Pope Francis presided over a Good Friday service in St Peter’s Basilica ahead of a night-time procession at Rome’s Colosseum for the most somber day in the Christian calendar, marking Jesus’ death by crucifixion.

Good Friday leads on Sunday to Easter, the most important and joyous date in the Church’s liturgical calendar – commemorating the day Christians believe Jesus rose from the dead.

Francis will preside at an Easter Vigil service on Saturday and then on Sunday celebrate Easter Mass and read his twice-annual “Urbi et Orbi” (to the city and world) message and blessing from the central balcony of St. Peter’s.

The 87-year-old pontiff, who is hobbled by mobility and respiratory issues but looked fitter this week, arrived in St Peter’s with a wheelchair as he joined cardinals and bishops for Good Friday’s Passion of the Lord service.

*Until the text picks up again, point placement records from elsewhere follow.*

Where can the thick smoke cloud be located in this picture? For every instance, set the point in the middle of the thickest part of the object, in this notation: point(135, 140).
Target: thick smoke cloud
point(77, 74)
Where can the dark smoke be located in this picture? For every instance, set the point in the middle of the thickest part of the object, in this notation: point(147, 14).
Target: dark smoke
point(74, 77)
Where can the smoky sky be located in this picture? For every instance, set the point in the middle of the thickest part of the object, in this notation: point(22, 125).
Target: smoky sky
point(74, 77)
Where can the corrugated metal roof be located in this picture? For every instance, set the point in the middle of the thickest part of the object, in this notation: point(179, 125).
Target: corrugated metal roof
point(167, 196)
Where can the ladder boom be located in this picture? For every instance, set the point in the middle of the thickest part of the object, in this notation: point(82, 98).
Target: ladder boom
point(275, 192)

In previous years, Francis would start it prostrating himself on the marble floor of the basilica, but his physical condition no longer allows him to do so. Instead, he prayed silently in front of the altar from his wheelchair.

The Passion of the Lord features chants in Latin that recount events from Jesus’ arrest to his burial, and is one of the few services where the pope does not deliver a homily, leaving it to the preacher of the papal household.

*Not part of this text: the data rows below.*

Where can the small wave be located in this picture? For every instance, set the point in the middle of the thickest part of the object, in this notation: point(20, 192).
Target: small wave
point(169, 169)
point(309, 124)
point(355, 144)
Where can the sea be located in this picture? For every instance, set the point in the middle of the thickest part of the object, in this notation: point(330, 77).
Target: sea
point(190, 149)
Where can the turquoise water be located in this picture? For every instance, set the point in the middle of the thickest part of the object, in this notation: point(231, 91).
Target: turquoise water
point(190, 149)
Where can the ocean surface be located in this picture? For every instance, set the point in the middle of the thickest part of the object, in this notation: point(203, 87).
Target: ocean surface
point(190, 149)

Later on Friday, Francis was set to preside over the “Via Crucis” procession at the Colosseum, in which participants walk around the ancient Roman arena holding a cross, re-enacting Jesus’ last hours and stopping to pray and hear meditations.

Francis personally wrote this year’s meditations, a first in his 11-year papacy. They included praises for meekness and forgiveness in response to acts of evil, and prayers for persecuted Christians and war victims.

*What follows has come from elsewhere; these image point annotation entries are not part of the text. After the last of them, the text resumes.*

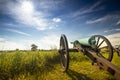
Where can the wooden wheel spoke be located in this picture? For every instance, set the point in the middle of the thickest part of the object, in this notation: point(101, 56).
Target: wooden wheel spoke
point(97, 41)
point(100, 44)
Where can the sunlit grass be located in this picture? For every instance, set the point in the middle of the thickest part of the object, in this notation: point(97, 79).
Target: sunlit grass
point(45, 65)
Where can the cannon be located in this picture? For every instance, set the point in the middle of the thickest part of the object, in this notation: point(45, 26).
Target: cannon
point(97, 48)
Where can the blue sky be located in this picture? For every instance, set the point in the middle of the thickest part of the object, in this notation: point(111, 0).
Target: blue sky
point(41, 22)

The pope, who has called for the Church to become less male-dominated, also hailed the women who helped Jesus while he carried the cross, and pleaded for “those (women) who in our own day are exploited and endure injustice and indignity.”

In another sign of his focus on women, Francis on Thursday performed the foot-washing ritual, which recalls Jesus’ gesture of humility to his apostles at the Last Supper, in a women’s prison in Rome.